Thursday, March 24, 2016

From Goodreads:

One snowy night Arthur Leander, a famous actor, has a heart attack onstage during a production of King Lear. Jeevan Chaudhary, a paparazzo-turned-EMT, is in the audience and leaps to his aid. A child actress named Kirsten Raymonde watches in horror as Jeevan performs CPR, pumping Arthur's chest as the curtain drops, but Arthur is dead. That same night, as Jeevan walks home from the theater, a terrible flu begins to spread. Hospitals are flooded and Jeevan and his brother barricade themselves inside an apartment, watching out the window as cars clog the highways, gunshots ring out, and life disintegrates around them.

Fifteen years later, Kirsten is an actress with the Traveling Symphony. Together, this small troupe moves between the settlements of an altered world, performing Shakespeare and music for scattered communities of survivors. Written on their caravan, and tattooed on Kirsten's arm is a line from Star Trek: "Because survival is insufficient." But when they arrive in St. Deborah by the Water, they encounter a violent prophet who digs graves for anyone who dares to leave.



Station Eleven is the best book I've read so far this year.
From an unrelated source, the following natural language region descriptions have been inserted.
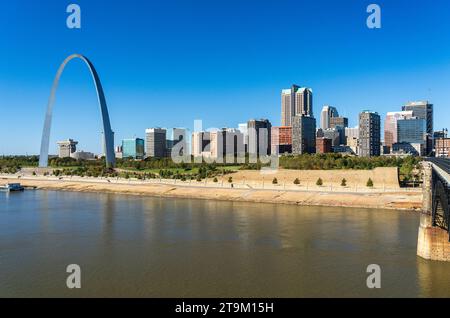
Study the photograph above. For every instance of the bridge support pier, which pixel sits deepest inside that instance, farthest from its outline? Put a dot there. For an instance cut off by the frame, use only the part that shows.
(433, 242)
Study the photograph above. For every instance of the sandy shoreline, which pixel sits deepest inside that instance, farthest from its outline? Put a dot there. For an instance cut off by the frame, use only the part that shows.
(389, 200)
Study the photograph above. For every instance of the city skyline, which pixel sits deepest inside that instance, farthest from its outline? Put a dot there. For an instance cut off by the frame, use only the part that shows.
(242, 74)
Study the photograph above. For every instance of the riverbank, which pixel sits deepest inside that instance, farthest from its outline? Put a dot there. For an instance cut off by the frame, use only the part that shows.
(395, 200)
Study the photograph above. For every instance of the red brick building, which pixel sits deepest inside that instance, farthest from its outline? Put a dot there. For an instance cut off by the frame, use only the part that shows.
(281, 138)
(323, 145)
(442, 147)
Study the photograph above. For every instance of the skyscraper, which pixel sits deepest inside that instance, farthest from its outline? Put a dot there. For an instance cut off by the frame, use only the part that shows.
(303, 135)
(200, 143)
(327, 113)
(337, 121)
(369, 134)
(133, 148)
(390, 126)
(411, 133)
(281, 140)
(259, 135)
(67, 147)
(423, 110)
(295, 101)
(156, 142)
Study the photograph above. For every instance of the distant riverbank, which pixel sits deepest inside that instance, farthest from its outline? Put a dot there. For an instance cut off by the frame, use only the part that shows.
(393, 199)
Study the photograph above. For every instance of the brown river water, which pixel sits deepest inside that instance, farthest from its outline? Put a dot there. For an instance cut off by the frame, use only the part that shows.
(128, 246)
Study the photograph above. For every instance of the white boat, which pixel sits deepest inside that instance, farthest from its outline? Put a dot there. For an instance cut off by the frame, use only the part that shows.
(12, 187)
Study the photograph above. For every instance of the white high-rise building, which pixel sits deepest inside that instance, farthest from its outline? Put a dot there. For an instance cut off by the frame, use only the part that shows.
(327, 113)
(295, 101)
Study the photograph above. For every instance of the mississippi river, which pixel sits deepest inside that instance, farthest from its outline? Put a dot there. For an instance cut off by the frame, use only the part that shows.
(128, 246)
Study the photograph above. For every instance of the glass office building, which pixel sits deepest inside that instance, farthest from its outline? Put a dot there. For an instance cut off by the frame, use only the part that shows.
(412, 131)
(133, 148)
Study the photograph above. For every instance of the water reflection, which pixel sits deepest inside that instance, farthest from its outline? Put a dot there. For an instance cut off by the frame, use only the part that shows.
(156, 247)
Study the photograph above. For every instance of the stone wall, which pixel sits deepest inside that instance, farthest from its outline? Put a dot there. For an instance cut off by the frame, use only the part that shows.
(433, 242)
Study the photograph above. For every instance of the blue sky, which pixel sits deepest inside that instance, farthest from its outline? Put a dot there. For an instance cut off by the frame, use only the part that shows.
(167, 63)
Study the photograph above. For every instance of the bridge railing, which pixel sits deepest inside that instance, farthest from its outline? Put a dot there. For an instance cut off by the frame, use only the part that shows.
(440, 201)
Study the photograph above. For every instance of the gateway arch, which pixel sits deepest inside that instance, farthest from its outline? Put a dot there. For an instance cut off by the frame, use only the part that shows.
(108, 134)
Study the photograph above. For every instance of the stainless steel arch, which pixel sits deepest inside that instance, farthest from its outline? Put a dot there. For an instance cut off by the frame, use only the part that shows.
(108, 134)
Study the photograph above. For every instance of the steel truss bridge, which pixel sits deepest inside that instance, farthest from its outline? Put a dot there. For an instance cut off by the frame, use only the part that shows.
(441, 193)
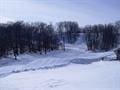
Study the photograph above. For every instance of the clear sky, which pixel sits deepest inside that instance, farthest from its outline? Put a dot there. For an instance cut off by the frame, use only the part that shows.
(83, 11)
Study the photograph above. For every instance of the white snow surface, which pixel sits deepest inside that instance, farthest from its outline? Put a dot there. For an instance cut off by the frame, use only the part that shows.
(80, 70)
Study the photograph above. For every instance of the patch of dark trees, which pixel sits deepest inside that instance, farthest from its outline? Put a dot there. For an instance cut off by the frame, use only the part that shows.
(20, 37)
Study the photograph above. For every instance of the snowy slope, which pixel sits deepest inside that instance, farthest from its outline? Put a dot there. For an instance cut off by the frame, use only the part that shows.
(103, 75)
(73, 54)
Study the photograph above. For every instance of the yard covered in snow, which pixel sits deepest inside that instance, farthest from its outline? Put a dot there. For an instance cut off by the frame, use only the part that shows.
(80, 70)
(103, 75)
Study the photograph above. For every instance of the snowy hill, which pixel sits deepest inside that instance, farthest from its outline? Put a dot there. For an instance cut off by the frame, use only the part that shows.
(79, 68)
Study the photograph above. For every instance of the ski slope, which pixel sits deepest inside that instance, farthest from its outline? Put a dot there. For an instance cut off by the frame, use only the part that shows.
(79, 70)
(103, 75)
(73, 54)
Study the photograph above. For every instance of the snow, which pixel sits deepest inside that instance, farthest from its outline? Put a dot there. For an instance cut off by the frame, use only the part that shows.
(80, 70)
(103, 75)
(73, 54)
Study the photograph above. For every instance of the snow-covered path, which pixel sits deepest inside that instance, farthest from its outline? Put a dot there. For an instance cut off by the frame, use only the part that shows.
(27, 62)
(103, 75)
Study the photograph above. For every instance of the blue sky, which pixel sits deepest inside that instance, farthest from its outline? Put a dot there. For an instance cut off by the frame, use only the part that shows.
(83, 11)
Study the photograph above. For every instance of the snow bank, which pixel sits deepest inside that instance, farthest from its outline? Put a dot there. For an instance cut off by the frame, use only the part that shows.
(73, 54)
(103, 75)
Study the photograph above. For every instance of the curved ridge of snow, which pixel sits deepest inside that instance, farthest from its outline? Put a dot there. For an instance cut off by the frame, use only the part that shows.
(73, 54)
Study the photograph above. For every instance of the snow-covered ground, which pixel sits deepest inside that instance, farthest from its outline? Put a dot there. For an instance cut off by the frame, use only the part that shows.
(80, 69)
(103, 75)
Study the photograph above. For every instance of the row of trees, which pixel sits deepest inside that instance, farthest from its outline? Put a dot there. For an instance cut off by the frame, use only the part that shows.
(101, 37)
(19, 37)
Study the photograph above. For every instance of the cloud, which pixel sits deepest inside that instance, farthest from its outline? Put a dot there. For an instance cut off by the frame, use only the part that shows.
(5, 19)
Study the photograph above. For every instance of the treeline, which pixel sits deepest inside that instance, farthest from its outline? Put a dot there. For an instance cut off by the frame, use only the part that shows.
(19, 37)
(102, 37)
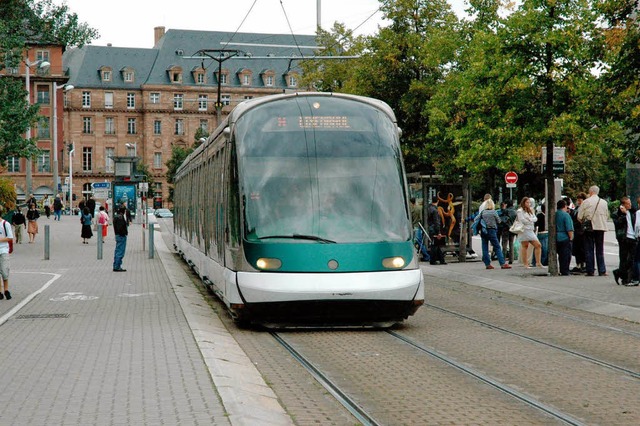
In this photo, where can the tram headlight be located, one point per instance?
(393, 262)
(268, 264)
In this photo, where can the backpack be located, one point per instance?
(4, 224)
(479, 225)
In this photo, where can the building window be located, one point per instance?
(87, 158)
(131, 100)
(86, 99)
(202, 102)
(109, 153)
(109, 126)
(131, 126)
(13, 164)
(43, 128)
(178, 101)
(87, 125)
(179, 126)
(44, 162)
(43, 94)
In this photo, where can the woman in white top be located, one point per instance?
(527, 217)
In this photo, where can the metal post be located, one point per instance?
(46, 242)
(151, 246)
(100, 241)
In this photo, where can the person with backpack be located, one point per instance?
(6, 244)
(489, 234)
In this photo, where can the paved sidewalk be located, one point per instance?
(593, 294)
(81, 344)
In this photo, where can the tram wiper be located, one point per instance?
(300, 237)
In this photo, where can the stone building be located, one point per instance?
(141, 102)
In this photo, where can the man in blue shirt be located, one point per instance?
(564, 236)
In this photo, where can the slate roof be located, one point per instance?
(151, 65)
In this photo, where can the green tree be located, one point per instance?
(25, 23)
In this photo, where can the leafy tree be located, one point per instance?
(24, 23)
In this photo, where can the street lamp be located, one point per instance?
(42, 64)
(56, 178)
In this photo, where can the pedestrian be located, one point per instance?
(103, 219)
(489, 234)
(57, 207)
(434, 228)
(46, 204)
(577, 247)
(91, 204)
(32, 222)
(542, 234)
(507, 217)
(594, 214)
(6, 237)
(85, 221)
(528, 237)
(624, 222)
(120, 225)
(564, 236)
(18, 221)
(419, 237)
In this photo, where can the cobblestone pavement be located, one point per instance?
(83, 345)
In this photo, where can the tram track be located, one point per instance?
(367, 419)
(572, 352)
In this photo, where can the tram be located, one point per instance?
(295, 212)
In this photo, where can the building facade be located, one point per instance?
(141, 102)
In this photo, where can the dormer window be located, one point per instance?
(246, 76)
(268, 78)
(175, 74)
(105, 74)
(199, 75)
(128, 74)
(223, 78)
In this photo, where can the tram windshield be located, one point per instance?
(321, 169)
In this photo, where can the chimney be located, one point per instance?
(158, 33)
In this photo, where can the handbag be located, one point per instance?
(517, 227)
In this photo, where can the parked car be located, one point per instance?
(163, 213)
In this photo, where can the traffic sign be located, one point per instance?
(511, 177)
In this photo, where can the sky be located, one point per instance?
(130, 23)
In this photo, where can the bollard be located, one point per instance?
(151, 228)
(46, 242)
(100, 241)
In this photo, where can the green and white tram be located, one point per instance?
(295, 212)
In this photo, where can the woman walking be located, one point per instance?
(526, 216)
(85, 220)
(32, 222)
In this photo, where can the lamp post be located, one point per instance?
(43, 65)
(56, 178)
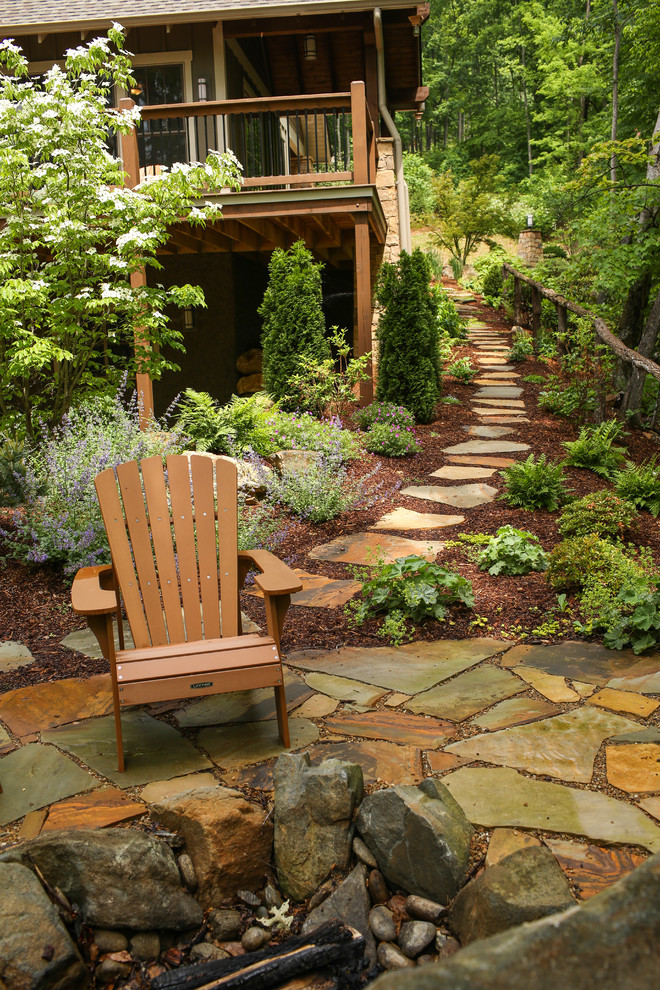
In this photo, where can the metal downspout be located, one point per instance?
(401, 187)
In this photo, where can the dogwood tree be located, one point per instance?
(72, 235)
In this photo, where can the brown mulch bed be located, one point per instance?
(35, 604)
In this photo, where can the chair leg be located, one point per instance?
(282, 715)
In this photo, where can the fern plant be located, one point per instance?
(593, 449)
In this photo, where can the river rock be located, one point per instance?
(313, 813)
(608, 943)
(524, 886)
(119, 878)
(226, 837)
(30, 928)
(381, 922)
(350, 903)
(415, 936)
(419, 836)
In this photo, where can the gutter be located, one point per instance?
(401, 187)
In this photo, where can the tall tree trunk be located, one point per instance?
(615, 85)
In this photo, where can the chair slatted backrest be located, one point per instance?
(173, 562)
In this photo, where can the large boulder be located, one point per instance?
(226, 837)
(351, 903)
(608, 943)
(35, 948)
(524, 886)
(119, 878)
(420, 838)
(313, 813)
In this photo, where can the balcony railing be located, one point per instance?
(281, 142)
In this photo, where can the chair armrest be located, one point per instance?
(88, 597)
(276, 577)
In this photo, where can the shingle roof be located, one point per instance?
(25, 16)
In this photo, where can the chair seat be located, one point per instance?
(184, 670)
As I read I thought, "This is post-apocalyptic fiction for people who are generally kind of tired of post-apocalyptic fiction."

Much of the book centers around the life and death of Arthur Leander, who had a heart attack less than 24 hours before the rest of the world came to a screeching halt thanks to a crazy flu that wiped out 99.9% of humanity. His existence should be inconsequential in the face of something much bigger but he echoes in the lives of survivors and serves as a reminder that ultimately it's the little things that matter the most.